It didn’t just deal with men in the shadows out to get you and find what sort of brand of glue you like the best though. The game also brought up questions of the advance of technology, with people ‘augmenting’ themselves with nanotechnology and also the concept of the ‘singularity’ – an AI so intelligent it would outstrip its own creators in intelligence. In the end, in the bowls of Area 51 (with those horrid Grey aliens I’m still scared of which try to probe you) you are given three choices; do you let humanity free of its shackles, enslave them, or transcend beyond your human form?

Gameplay wise, I was a noob when this first came out and I would just shoot at everything in sight like an ADD kid doing paintball. Had no patience for the stealth approach, but it was perfectly acceptable to complete the game in such a way, and deserves praise for allowing you to do so. The graphics have not aged well, though. People look hopelessly robotic. And the less said of the voice acting the better. Anyone who remembers the accents of chinese and french characters in the first game, knows exactly of the sheer audio purgatory of which I am talking about. This doesn’t detract from the fact that Deus Ex was and remains one of the best PC ever released.
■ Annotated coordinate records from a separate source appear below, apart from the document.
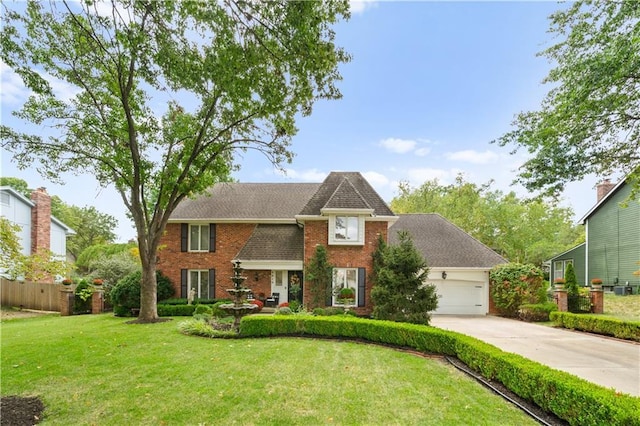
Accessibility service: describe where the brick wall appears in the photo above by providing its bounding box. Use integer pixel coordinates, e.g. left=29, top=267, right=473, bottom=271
left=304, top=221, right=388, bottom=315
left=31, top=188, right=51, bottom=253
left=158, top=223, right=256, bottom=298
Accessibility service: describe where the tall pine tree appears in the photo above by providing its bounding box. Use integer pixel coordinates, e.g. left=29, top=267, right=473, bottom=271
left=371, top=231, right=438, bottom=325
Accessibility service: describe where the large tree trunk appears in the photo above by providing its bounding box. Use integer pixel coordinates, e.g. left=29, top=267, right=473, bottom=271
left=138, top=248, right=159, bottom=322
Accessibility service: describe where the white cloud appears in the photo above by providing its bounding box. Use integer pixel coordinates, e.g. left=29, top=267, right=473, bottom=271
left=0, top=61, right=29, bottom=105
left=379, top=138, right=417, bottom=154
left=445, top=149, right=500, bottom=164
left=349, top=0, right=376, bottom=14
left=414, top=148, right=431, bottom=157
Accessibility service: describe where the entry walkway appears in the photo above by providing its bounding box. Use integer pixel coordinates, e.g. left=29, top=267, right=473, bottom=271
left=431, top=315, right=640, bottom=396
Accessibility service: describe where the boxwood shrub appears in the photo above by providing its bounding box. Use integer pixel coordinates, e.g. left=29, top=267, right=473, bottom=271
left=549, top=312, right=640, bottom=342
left=240, top=315, right=640, bottom=425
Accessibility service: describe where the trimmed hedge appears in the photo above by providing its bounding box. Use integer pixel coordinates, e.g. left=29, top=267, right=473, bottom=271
left=240, top=315, right=640, bottom=425
left=158, top=304, right=196, bottom=317
left=549, top=312, right=640, bottom=342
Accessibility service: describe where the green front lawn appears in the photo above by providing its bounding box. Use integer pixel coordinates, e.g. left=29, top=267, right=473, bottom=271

Now onto the new game. (I’ll skip Invisible War; never played it, by all accounts a let down and it lost the cyberpunk edge that the original had)  Suffice to say, this prequel lives up to it’s predecessors. In fact, it homages them. It’s so amazing as it was made by an entirely different team of people, and even more so since Eidos is now owned by Square Enix, who are more famous for making rigid japanese RPGs. There is not a hinting of dumbing down for the console audience whatsoever; the plot is a puzzle that takes a long time to decipher, and there is plenty of background reading in game, if you’re that way inclined.

The plot is now in 2027, 25 years or so before the first Deus Ex, where mechanical augmentations are the rage and there are forces out to put an end to it if possible.  It’s a prequel, so there isn’t just nods from to the original – it ties perfectly to it, especially with a great post credits scene of the big bad from the first game. The main character, Adam Jensen is a brilliantly conflicted hero. The developers clearly loved their material and resisted the urge to bastardise it.

The genius of Human Revolution is in it’s gameplay. The closest thing I can liken it too is Star Wars. Ok, not in setting and plot, but in creation – Star Wars took so many influences (Samurai movies, Flash Gordon, Westerns, Fantasy) jumbled them all up, and added a new twist on it that resonated with people. HR does the same thing with it’s gameplay. It can be played as an FPS. Or you could go for a Gears of War style third person cover combat system. Or you can sneak about like Solid Snake. The Item screen is even like Resident Evil!

Human Revolution is a tour de force, and is so close to the original games that it bodes well for Thief 4. You’re missing out if you don’t have it.